L'abbandono dei telefoni fissi in favore di quelli
mobili ha fatto crescere enormemente il costo dei sondaggi.
Una legge del 1991 impedisce infatti di utilizzare compositori
automatici per chiamare le linee mobili, come invece era d'abitudine
per le società incaricate perché permetteva di passare la chiamata
agli operatori solo se l'utente alzava la cornetta. Ora, invece,
i numeri, generati casualmente - e non sempre attivi,
devono essere composti manualmente dagli intervistatori (per raggiungere
1000 persone è necessario comporre 20 000 numeri).
La rapida diminuzione del tasso di risposta ha generato poi
una perdita di rappresentatività dei campioni. Questo accade perché
molte società hanno cominciato a contattare le persone via internet,
nel tentativo di ridurre i costi crescenti delle interviste telefoniche
con tassi di risposta così bassi. Ma i campioni di persone raggiunte
via internet sono campioni cosiddetti 'non probabilistici',
cioè campioni per cui non è nota la probabilità di ciascun individuo
della popolazione che si vuole studiare di essere incluso.

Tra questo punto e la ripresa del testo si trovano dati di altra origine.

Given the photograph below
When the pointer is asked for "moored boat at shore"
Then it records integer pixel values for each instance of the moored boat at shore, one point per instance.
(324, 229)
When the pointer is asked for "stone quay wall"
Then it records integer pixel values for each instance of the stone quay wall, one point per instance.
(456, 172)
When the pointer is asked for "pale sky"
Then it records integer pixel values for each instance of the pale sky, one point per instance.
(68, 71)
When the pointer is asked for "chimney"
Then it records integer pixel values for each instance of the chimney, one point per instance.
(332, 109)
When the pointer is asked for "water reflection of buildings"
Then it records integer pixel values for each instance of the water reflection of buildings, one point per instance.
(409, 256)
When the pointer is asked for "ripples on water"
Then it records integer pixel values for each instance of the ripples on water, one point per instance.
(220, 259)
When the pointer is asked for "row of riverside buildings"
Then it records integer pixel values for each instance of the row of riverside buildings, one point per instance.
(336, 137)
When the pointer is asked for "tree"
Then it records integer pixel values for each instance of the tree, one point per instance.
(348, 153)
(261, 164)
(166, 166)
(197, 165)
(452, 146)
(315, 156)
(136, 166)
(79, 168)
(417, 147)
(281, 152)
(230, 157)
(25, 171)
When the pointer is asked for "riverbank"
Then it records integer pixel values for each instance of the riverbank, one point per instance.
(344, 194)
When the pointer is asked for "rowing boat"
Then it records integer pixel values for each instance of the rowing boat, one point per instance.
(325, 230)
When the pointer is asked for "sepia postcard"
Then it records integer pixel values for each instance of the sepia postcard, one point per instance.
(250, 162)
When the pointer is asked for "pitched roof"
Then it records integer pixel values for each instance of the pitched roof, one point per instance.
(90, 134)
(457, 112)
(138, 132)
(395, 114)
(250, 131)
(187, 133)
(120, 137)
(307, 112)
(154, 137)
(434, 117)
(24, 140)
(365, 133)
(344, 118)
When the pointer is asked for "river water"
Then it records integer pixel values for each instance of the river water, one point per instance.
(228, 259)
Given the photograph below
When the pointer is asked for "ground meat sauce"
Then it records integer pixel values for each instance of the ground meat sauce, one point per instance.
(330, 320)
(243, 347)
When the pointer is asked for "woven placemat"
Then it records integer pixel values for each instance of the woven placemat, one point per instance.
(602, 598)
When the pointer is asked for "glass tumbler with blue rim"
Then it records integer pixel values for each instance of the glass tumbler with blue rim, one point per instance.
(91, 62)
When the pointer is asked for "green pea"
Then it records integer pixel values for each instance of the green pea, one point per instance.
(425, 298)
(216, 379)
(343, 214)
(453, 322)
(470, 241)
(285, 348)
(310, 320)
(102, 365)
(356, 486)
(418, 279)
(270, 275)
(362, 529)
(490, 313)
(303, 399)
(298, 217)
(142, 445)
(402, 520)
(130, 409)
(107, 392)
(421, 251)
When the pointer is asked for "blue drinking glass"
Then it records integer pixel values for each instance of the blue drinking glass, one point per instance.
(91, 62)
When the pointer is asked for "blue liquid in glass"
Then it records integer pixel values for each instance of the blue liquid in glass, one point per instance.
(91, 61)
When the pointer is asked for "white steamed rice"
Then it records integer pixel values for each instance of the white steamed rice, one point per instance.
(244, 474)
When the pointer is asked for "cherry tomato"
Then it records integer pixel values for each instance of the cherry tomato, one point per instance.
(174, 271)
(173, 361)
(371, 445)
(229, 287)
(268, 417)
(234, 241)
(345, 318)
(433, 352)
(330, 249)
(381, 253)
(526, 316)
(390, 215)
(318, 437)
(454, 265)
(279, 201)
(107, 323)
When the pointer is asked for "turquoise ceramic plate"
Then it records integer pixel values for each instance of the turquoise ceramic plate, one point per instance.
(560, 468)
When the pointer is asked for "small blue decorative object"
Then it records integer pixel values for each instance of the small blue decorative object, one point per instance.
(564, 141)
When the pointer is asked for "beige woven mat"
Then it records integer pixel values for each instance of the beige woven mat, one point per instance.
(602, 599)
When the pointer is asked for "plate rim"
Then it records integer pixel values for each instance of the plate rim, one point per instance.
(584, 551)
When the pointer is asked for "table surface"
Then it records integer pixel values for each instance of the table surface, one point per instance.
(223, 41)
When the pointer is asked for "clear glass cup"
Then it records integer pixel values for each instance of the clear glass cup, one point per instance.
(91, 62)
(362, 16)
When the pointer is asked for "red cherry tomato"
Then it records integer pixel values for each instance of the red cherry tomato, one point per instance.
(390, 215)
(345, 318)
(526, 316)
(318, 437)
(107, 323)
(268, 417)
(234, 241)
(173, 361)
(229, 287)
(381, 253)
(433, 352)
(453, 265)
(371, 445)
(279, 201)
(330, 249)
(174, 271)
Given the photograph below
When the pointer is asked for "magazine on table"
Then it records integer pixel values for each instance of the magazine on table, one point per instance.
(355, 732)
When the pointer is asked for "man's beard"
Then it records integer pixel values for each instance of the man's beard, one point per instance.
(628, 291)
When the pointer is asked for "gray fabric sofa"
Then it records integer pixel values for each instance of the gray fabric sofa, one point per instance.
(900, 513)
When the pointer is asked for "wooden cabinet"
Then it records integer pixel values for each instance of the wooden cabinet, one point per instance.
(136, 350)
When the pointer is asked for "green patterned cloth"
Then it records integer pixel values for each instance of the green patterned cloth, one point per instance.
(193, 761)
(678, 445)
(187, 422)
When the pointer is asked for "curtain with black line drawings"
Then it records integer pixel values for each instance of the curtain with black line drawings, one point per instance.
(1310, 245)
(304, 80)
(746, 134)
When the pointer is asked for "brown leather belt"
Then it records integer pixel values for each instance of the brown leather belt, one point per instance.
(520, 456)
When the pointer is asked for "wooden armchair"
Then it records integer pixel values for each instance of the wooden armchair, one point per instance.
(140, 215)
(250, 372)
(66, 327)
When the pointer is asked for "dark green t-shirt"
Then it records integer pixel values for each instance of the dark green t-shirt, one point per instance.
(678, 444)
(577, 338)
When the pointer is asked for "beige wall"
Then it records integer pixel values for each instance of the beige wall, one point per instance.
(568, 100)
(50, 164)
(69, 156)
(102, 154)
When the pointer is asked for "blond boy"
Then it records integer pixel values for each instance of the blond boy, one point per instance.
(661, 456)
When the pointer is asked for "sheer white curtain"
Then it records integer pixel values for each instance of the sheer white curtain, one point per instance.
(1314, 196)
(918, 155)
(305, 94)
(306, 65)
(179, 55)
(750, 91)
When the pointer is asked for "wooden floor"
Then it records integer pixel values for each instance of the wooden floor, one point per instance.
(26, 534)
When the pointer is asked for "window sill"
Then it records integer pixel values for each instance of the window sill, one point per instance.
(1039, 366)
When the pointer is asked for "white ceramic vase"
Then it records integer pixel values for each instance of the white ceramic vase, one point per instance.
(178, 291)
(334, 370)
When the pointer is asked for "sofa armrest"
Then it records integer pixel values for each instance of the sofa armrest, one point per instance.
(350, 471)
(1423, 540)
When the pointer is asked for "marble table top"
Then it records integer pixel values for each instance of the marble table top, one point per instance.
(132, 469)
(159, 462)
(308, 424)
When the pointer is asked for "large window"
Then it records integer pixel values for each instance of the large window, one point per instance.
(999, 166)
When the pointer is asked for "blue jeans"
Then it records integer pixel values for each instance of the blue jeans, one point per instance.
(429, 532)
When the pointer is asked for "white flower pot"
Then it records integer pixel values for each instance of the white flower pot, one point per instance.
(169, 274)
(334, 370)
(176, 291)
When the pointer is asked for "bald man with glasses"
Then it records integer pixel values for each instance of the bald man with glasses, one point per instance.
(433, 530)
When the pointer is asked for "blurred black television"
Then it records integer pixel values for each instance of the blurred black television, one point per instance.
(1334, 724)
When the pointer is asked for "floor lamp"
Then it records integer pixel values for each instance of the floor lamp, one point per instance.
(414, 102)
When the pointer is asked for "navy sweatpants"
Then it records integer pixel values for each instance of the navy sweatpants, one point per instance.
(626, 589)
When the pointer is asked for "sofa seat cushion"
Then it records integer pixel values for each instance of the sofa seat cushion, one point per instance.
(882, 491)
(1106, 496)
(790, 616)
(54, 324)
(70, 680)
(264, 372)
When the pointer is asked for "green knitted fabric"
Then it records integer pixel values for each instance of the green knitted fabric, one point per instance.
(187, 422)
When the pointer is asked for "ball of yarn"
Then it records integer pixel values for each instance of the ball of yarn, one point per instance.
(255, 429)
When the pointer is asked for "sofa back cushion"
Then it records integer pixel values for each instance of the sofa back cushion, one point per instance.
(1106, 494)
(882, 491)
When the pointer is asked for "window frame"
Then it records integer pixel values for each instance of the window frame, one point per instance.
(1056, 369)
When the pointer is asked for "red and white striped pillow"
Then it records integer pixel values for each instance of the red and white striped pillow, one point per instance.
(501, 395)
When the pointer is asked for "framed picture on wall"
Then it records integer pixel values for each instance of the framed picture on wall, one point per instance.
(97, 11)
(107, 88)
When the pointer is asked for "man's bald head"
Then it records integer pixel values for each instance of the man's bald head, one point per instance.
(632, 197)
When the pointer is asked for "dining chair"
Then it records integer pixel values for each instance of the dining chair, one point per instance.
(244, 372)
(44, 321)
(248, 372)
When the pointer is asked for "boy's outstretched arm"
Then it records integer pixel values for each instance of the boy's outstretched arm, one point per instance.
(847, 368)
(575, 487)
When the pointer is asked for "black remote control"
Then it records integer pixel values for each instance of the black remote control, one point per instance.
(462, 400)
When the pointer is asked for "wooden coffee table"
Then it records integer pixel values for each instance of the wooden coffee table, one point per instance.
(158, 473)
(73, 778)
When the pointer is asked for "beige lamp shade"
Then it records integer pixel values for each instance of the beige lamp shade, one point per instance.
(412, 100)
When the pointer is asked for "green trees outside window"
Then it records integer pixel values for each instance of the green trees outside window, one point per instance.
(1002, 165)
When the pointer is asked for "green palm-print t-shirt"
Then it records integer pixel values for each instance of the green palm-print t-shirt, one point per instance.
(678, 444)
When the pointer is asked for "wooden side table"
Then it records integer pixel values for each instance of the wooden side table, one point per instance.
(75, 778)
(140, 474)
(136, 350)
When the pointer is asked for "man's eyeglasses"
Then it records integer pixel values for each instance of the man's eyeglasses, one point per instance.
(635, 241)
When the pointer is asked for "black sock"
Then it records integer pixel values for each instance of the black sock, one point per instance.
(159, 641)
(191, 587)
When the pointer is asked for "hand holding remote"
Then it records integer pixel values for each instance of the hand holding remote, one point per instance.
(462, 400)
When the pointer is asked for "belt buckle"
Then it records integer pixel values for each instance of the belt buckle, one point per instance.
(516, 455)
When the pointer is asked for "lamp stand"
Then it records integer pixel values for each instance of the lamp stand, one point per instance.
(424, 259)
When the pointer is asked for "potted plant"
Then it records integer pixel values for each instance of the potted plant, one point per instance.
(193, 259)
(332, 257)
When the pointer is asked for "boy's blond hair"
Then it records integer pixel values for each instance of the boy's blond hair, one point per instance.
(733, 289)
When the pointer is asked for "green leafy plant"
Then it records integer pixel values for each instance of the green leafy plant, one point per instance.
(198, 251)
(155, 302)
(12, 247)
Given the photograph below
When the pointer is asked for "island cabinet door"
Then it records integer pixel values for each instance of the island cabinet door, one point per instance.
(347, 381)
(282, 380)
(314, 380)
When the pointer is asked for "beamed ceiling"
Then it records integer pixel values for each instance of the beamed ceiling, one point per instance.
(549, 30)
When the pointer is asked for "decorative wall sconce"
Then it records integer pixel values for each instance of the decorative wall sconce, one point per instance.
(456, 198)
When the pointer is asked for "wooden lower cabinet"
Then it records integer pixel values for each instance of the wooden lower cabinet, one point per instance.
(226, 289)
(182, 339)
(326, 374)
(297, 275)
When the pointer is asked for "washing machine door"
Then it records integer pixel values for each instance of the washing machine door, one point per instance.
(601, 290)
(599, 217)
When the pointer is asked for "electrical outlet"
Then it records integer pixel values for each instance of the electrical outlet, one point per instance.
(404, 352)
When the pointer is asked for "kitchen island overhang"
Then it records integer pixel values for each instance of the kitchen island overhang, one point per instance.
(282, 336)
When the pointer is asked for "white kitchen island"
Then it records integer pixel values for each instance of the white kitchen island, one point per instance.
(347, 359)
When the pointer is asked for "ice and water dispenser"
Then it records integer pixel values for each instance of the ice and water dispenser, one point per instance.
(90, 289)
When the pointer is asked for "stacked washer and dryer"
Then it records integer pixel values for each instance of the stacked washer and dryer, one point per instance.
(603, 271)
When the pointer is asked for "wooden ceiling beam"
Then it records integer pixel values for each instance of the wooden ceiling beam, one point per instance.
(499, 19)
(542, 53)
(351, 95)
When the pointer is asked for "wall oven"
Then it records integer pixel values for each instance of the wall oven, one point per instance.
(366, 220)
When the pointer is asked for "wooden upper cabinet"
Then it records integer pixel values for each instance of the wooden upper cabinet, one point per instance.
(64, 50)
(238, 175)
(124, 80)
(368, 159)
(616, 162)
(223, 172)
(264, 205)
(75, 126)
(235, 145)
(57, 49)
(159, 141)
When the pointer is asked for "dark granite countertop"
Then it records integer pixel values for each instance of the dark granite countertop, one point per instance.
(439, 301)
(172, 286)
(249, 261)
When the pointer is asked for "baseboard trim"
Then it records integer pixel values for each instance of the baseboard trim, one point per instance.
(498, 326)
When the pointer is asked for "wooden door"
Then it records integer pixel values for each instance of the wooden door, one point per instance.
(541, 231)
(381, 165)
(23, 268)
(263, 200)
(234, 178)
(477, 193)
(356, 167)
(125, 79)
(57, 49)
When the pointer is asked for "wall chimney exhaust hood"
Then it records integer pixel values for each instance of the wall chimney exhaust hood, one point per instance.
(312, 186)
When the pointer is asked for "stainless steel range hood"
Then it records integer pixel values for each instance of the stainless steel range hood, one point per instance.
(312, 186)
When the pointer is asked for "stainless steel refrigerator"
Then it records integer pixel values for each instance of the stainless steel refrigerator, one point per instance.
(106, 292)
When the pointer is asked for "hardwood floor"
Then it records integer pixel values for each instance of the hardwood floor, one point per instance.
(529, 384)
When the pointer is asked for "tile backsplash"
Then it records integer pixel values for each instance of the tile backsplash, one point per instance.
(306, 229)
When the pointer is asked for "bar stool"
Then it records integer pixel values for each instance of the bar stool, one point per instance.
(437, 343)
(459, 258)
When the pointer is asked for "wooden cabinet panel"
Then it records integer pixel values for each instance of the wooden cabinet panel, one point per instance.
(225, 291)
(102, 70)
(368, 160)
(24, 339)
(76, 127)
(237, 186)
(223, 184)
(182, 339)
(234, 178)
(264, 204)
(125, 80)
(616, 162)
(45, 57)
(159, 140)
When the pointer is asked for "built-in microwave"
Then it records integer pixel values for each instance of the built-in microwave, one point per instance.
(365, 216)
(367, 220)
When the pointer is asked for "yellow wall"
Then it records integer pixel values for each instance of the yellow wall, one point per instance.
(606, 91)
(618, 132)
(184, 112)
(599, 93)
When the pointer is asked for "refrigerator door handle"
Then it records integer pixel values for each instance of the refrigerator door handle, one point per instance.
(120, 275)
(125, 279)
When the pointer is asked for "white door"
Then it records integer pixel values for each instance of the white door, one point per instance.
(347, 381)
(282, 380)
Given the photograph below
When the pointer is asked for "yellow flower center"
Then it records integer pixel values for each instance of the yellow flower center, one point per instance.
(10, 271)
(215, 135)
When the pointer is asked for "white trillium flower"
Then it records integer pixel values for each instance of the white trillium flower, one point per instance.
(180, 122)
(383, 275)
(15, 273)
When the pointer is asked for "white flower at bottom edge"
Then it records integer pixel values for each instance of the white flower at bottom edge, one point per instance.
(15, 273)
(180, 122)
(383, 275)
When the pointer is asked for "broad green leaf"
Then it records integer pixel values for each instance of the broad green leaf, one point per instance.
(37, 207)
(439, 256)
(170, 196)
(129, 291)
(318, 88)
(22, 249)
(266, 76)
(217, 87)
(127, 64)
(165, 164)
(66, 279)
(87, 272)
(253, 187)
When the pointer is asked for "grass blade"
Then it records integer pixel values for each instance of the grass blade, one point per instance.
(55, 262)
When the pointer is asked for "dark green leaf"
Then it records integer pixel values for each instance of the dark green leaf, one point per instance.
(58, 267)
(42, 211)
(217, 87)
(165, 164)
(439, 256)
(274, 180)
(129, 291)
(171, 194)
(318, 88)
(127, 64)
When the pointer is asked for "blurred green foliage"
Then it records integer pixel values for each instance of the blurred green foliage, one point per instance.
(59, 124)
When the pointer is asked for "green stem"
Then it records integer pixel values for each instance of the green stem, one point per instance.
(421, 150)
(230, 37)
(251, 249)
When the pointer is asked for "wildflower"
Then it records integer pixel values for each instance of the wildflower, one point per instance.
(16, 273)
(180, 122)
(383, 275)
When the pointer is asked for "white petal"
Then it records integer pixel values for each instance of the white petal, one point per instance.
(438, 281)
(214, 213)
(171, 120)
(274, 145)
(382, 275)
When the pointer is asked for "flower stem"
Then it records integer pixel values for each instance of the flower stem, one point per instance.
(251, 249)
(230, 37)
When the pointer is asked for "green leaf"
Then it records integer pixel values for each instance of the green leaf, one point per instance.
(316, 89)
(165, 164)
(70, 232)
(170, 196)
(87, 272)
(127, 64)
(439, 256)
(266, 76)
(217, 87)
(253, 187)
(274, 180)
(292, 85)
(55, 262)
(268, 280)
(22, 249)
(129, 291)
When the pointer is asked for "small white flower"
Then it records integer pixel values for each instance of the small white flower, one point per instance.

Al contrario, nei campioni probabilistici questa quantità è nota
e permette di generalizzare appropriatamente i risultati del sondaggio
per rispecchiare la popolazione generale. L'utilizzo dei sondaggi
via internet è sempre più diffuso e non solo negli Stati Uniti,
anche perché i media che li commissionano hanno visto ridurre i
loro budget negli ultimi anni e sono quindi in cerca di prodotti
più economici.
Se questi fattori colpiscono in generale tutti i tipi di sondaggi,
i sondaggi elettorali soffrono di un problema ulteriore:
gli intervistati sovrastimano la loro probabilità di andare a votare
e i sondaggisti faticano a trovare dei metodi efficaci per
prevederla. Qualcuno ci ha provato. In particolare, lo studio CCES, di cui abbiamo parlato all'inizio,
ha tracciato un identikit di coloro che dichiarano di avere intenzione
di votare ma poi non lo fanno. E questo grazie ai dati sulle registrazioni
di voto e la storia elettorale acquistati dalla società privata Catalyst.
Non sono molti a potersi permettere indagini del genere, che alcuni
hanno stimato potrebbero essere costate 130 mila dollari.
L'identikit tracciato dal CCES è stato una sorpresa: cittadini con
alto grado di istruzione, alto reddito, partecipi della vita pubblica e fedeli praticanti.
Sostanzialmente il tipo di persona che è sempre stato considerato
più affidabile e con la più alta probabilità di partecipare alle elezioni.
Di nuovo: possiamo fidarci di questo risultato?
Conclude Zukin: "Allora qual è la soluzione per i sondaggi
elettorali? Non ce n'è una. Il nostro vecchio paradigma non funziona più
e non abbiamo ancora capito come modificarlo.
Di conseguenza, i sondaggi politici sono diventati meno accurati
e non verranno aggiustati in tempo per il 2016". Possiamo dire
che a quattro anni di distanza le cose non sembrano essere migliorate.